Porquê havia necessidade, não vim por acaso não, eu trouxe uma ordem uma missão, porque venho a muito tempo dizendo aquilo que ia acontecer, desde o terremoto de Lisboa em 1755[1] até este momento e tudo aquilo que eu dizia que ia acontecer acontecia.
Pois bem sejam humildes tragam amor no coração, mas amor de irmão para irmão porque as vossas mediunidades ficarão muito mais limpas e puras, útil a qualquer espírito superior que possa baixar. Que os vossos aparelhos estejam sempre limpos, que os vossos instrumentos estejam sempre afinados com as virtudes que Jesus pregou na Terra para que tenhamos boas comunicações, boas proteções, para todos aqueles que possam vir em busca de socorro nas nossas casas de Umbanda, nas nossas casas de caridade em todo Brasil.
Meus irmãos, este aparelho está velho já com 80 anos a fazer, mas começou antes dos 18, se eu disser que eu o ajudei para que ele pudesse se casar, para que ele não pudesse andar dando cabeçadas, para que fosse um médium aproveitável, como eu disse na federação e está lá escrito, fui procurar as mediunidades que ele tinha para fazer a nossa Umbanda no Brasil, e todos estes, a maior parte ou todos estes que trabalham em Umbanda se não passaram por esta tenda, passaram por filhos saídos desta tenda que criaram outros terreiros.

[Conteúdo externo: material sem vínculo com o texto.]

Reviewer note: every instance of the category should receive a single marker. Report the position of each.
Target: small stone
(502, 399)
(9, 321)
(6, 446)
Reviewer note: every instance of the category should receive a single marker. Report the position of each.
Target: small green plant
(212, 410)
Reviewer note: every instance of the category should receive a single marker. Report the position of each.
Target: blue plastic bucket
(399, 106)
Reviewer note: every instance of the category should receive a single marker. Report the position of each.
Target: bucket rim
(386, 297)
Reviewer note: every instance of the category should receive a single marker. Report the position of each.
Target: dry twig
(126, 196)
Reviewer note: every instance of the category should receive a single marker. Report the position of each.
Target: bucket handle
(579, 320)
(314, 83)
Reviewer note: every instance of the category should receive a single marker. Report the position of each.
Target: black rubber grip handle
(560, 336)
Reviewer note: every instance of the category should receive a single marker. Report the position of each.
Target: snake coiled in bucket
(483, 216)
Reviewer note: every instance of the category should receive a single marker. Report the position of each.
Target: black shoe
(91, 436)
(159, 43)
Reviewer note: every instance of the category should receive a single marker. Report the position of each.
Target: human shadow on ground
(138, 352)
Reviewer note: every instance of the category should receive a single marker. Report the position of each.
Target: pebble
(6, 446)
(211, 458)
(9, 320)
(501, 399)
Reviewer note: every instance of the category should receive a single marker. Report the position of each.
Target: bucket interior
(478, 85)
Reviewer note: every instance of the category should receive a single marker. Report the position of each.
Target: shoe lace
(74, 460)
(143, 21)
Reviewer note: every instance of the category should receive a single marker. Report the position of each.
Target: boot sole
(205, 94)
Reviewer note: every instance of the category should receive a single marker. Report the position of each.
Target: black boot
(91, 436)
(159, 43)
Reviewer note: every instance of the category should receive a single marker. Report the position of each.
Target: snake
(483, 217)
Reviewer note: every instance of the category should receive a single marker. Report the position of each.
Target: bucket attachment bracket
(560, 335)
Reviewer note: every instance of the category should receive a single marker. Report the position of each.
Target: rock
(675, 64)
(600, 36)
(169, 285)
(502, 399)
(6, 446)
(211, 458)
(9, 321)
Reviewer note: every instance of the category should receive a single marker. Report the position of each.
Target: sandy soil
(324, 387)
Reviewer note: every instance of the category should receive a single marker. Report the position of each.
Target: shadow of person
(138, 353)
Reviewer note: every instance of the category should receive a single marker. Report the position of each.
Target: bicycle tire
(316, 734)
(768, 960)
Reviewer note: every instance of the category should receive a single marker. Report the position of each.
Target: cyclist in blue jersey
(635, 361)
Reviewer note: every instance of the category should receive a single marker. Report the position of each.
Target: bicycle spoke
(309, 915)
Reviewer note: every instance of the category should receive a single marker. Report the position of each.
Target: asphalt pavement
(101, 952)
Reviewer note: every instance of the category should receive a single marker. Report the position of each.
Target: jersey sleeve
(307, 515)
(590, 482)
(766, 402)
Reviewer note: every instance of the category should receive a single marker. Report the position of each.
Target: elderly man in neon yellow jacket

[...] Eu meu irmão, como o menor espírito que baixou nesta terra, mas amigo de todos, numa concentração perfeita de espíritos que me rodeiam neste momento, que eles sintam a necessidade de cada um e ao saírem deste templo de caridade, que vocês encontrem os caminhos abertos, os vossos enfermos melhorados e curados e a saúde para sempre nas vossas matérias.
Com paz saúde e felicidade, com humildade amor e caridade, sou e serei sempre o humilde Caboclo das 7 Encruzilhadas.
Obs.: Aqui no final do ultimo parágrafo é possível ouvir a emoção nas palavras do Caboclo das Sete Encruzilhadas, nos parece emoção esta compartilhada com Zélio de Moraes. Temos a sensação, nas ultimas palavras, de que o médium se encontra em lágrimas, algo que igualmente emociona quem tem o privilégio de ouvir este documento vivo de nossa amada Umbanda.
[1] Aqui são palavras do Caboclo das Sete Encruzilhadas que em vida foi o Jesuíta, Frei Gabriel de Malagrida, que previu este terremoto, perseguido pelo Marques de Pombal, foi vitima de intrigas que o levaram á fogueira da “Santa Inquisição”, tendo por acusação maior ter previsto este terremoto.